My Lords, we are running the risk of being complacent. This disease, when we discussed it in the Chamber a few month ago, was confined to rural parts of the DRC, and we were hoping it would remain confined. It has now spread to Goma, a large city on the border with Rwanda and, as has been said, there are already cases in Uganda. I know that the WHO is responsible for surveillance but we are running the risk, as we did with Sierra Leone, that we will wait for the big outbreak to occur. We have in this country two of the greatest experts in the control of Ebola: Jeremy Farrar, director of the Wellcome Trust, and Professor Peter Piot. It is time this Government took the lead in trying to control the spread of the disease by using our own experts to advise.
I must apologise to the noble Lord if he feels there is any complacency from the Government, or indeed that my answers have given him any reason to believe that. We are not, and will not be, complacent. We must use all the medical expertise at our disposal to get the message through to people; but we must also get to the grass roots to ensure that people are not frightened to take the message up. The noble Lord’s point is well made.

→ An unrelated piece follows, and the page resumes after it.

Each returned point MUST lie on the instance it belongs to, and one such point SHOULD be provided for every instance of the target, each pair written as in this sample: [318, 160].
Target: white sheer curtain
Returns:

The WHO has made it absolutely plain that one of the biggest health security risks across the world is a lack of qualified healthcare workers. As we see the potential for this disease to become no longer isolated to specific African countries, how is DfID working with our own Department of Health to ensure that we train more healthcare workers here and reduce our reliance on those from abroad when they are so desperately needed in other parts of the world? Perhaps the Minister can answer this question.
Obviously, health security is critical. I can assure the noble Baroness that the Secretary of State, when he was in Geneva last week, made this a key part of his contribution to the wider audience. I can only agree, as can DfID and the whole Government, that the point she makes about training healthcare workers locally is the one we must follow.